Елизавета. Юная дочь Петра. Кн. 1. Глава 16

Глава  16

    Больного государя уложили в Конторке, и сразу туда спешно пробежали лейб-медикус Лаврентий Блюментрост и хирург Вильям Горн. Первый дал государю декокт для успокоения нервов, чтобы больной мог на время забыться и уснуть. Затем Блюментрост, в присутствии Екатерины, выразился довольно резко:
    - Его императорское величество, - заявил он, - человек очень упрямый! Государь наш чуть ли не намеренно пренебрегает болезнью, отчего труды мои идут псу под хвост! Вчера Пётр Алексеевич мне сказал: «Не я, а болезнь упряма, ибо знает то натура, чего творит, но о пользе государства пещись надлежит неусыпно, доколе есть силы!» – Врач низко поклонился императрице. – Я прошу ваше величество о содействии в лечении государя. Мой нынешний бюллетень в целом прост: покой, то бишь, пребывание в постели и строгий приём лекарства. Больной должен вкушать только здоровую пищу и не пить водки. Его величество страдает мочекаменной болезнью, то есть, опухолью мочевого пузыря. Отсюда происходит водяной запор, который и доставляет ужасные страдания. Вся надежда на благоразумие!
    - Есть ли надежда? – с дрожью в голосе спросила Екатерина.
    - Повторяю вашему величеству – есть, но только исключительно при бережном отношении государя к своему здоровью! – прокаркал врач.
    Екатерина послушно кивнула, она знала, нельзя не верить знаменитому Блюментросту, чья семья вот уже сто лет, как лечит Романовых. Блюментрост заслужен! Все прочие придворные лекаря на виду ему льстят, но из зависти тайно строят против него ковы.  Открыто спорить с главным придворным «ахтияром» смеет только хирург Горн. Англичанин не менее опытен в хирурги: за плечами пятнадцать лет полевой службы при армиях европейских монархов. Его руками порезано немало простреленной и порубленной, и гангреною пораженной, человечьей плоти, да всё под свист пуль над ухом. Суетливый, бойкий, грубоватый, Горн являлся полной противоположностью важному, как истукан, главному «ахиятру» Блюментросту.

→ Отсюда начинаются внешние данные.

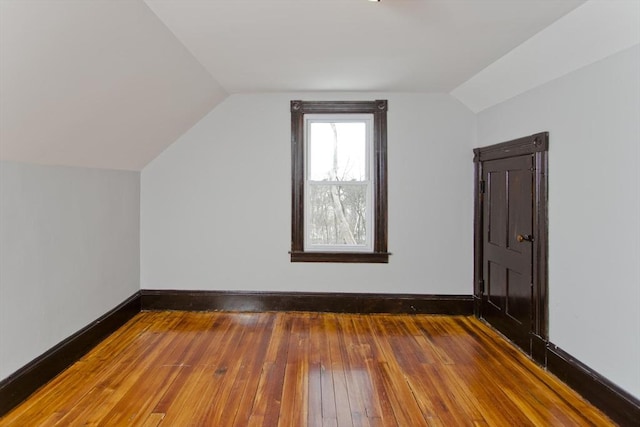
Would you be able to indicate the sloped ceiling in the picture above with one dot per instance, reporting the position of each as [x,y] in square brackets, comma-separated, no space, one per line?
[112,83]
[95,83]
[352,45]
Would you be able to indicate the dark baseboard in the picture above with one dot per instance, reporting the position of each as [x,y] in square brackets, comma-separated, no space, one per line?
[539,349]
[619,405]
[299,301]
[22,383]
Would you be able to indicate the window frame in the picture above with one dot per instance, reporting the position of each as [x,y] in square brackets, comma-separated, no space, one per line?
[378,109]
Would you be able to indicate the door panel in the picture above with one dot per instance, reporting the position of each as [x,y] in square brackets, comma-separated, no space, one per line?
[507,260]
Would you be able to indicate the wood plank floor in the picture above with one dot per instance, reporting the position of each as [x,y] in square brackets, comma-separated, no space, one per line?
[299,369]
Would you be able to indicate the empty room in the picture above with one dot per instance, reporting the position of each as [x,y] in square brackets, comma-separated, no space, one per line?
[319,212]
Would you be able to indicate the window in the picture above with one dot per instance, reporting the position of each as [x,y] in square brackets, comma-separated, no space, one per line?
[339,181]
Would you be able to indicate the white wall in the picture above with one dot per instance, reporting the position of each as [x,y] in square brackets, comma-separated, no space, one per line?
[69,253]
[216,205]
[593,116]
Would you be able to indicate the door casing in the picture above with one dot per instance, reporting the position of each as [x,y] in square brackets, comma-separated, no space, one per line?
[538,146]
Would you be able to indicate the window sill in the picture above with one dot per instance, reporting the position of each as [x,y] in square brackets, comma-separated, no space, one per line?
[353,257]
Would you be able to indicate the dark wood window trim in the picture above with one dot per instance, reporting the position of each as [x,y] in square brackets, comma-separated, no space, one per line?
[379,110]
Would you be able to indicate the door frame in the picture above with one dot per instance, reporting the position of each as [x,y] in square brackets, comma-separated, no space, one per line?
[538,146]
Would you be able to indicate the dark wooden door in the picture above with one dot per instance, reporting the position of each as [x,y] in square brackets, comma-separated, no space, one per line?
[508,211]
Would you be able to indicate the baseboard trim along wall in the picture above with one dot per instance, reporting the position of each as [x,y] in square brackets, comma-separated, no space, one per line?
[622,407]
[22,383]
[299,301]
[619,405]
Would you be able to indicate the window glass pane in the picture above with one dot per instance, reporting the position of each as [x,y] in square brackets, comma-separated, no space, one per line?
[337,214]
[337,151]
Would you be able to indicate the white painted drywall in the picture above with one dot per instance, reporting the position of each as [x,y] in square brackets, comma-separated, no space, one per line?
[100,83]
[593,116]
[69,253]
[593,31]
[216,205]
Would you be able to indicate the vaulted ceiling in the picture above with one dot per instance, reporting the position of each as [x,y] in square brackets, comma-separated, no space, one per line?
[110,84]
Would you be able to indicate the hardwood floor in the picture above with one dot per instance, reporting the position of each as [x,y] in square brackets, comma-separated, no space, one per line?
[297,369]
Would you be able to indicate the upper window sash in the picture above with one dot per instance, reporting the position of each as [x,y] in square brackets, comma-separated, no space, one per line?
[378,178]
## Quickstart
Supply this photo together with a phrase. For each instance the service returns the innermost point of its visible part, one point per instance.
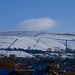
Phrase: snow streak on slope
(28, 39)
(17, 53)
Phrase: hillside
(37, 40)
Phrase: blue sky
(46, 15)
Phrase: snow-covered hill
(37, 40)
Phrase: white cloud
(38, 24)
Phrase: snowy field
(37, 40)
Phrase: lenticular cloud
(38, 24)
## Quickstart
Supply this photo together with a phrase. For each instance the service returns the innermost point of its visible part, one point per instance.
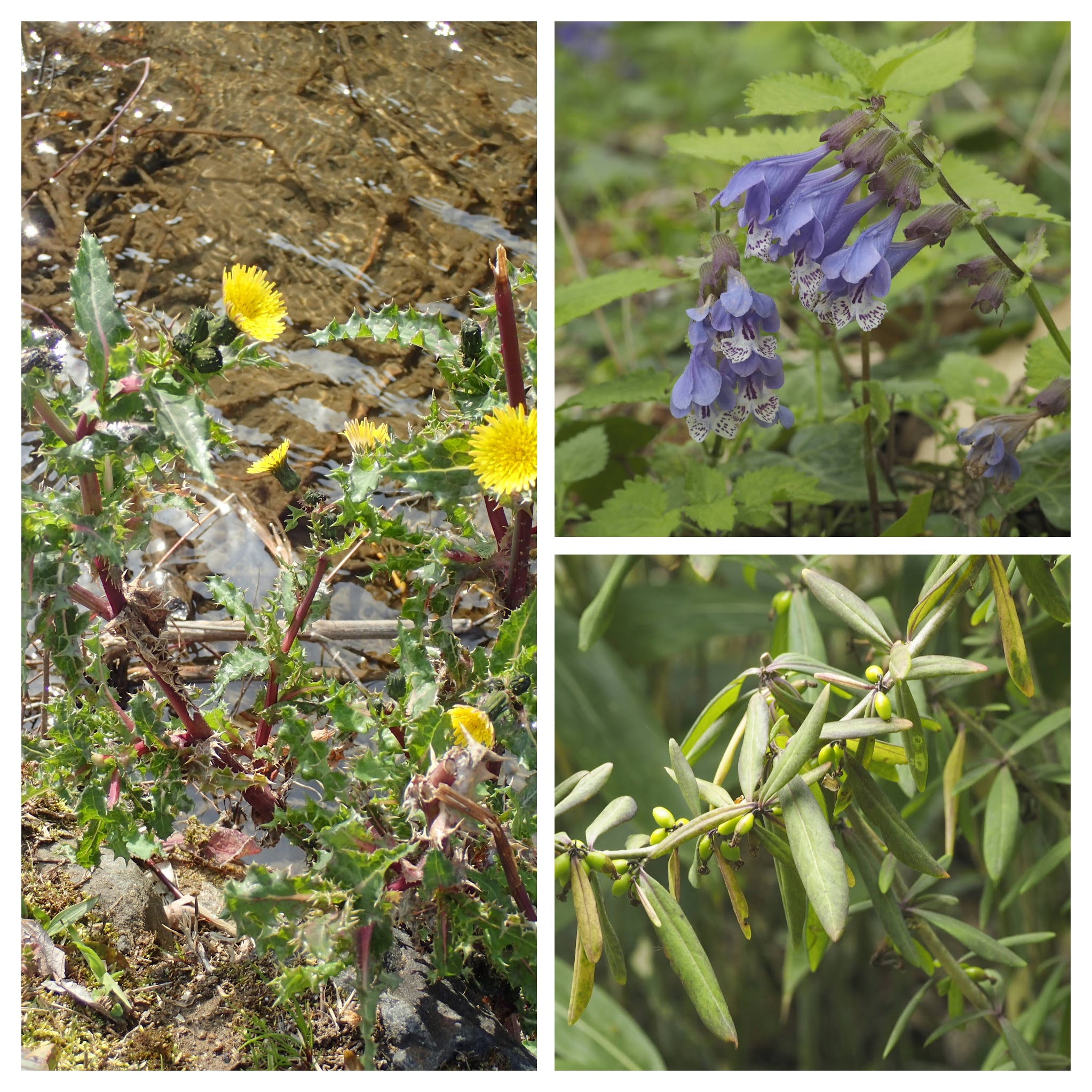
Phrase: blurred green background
(674, 643)
(624, 200)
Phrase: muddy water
(357, 163)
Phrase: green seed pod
(563, 867)
(598, 861)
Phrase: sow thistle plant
(811, 754)
(423, 795)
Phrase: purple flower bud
(899, 180)
(869, 151)
(1054, 399)
(937, 224)
(840, 133)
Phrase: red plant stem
(497, 519)
(506, 326)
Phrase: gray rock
(440, 1025)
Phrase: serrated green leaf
(582, 297)
(581, 457)
(638, 508)
(98, 316)
(726, 146)
(974, 180)
(818, 862)
(1002, 825)
(645, 386)
(1044, 362)
(789, 93)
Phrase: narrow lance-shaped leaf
(850, 608)
(756, 740)
(583, 983)
(801, 747)
(1041, 583)
(615, 814)
(689, 959)
(1002, 825)
(588, 917)
(1016, 654)
(968, 935)
(685, 779)
(917, 750)
(954, 771)
(585, 789)
(818, 862)
(616, 958)
(900, 840)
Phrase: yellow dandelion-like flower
(506, 450)
(364, 436)
(276, 463)
(470, 723)
(254, 304)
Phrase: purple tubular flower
(993, 444)
(937, 224)
(840, 133)
(869, 152)
(768, 184)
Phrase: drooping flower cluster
(789, 208)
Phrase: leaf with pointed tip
(801, 748)
(690, 960)
(1002, 825)
(850, 608)
(818, 862)
(685, 779)
(588, 916)
(585, 789)
(969, 936)
(900, 840)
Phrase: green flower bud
(563, 867)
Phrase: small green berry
(563, 867)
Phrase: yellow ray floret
(470, 723)
(506, 450)
(254, 304)
(364, 436)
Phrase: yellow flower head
(271, 462)
(470, 723)
(506, 450)
(364, 436)
(254, 304)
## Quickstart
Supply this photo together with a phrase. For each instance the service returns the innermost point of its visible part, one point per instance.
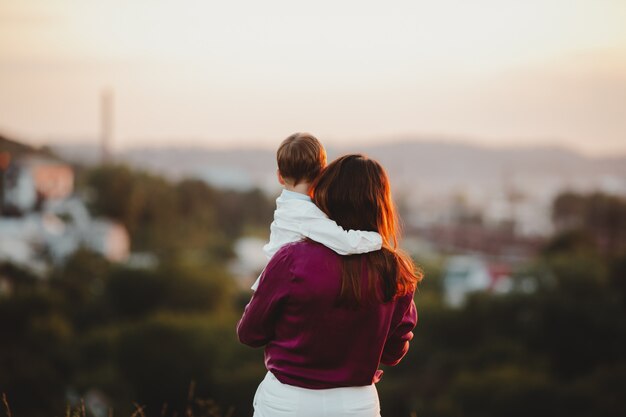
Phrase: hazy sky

    Вильям Горн явился по следам соперника и заорал с порога:
     - Клянусь, ваше величество, от сего Блюментростова бюллетеня не будет проку! Ваше первое светило ни черта не смыслит в хирургии! – после чего набросился на самого Блюментроста. – Ваш способ лечения стар, как и ваша жизнь, сэр!
    - Зато верен, не то, что ваше кромсание, вы, аглицкая обезьяна! – прошипел Блюментрост.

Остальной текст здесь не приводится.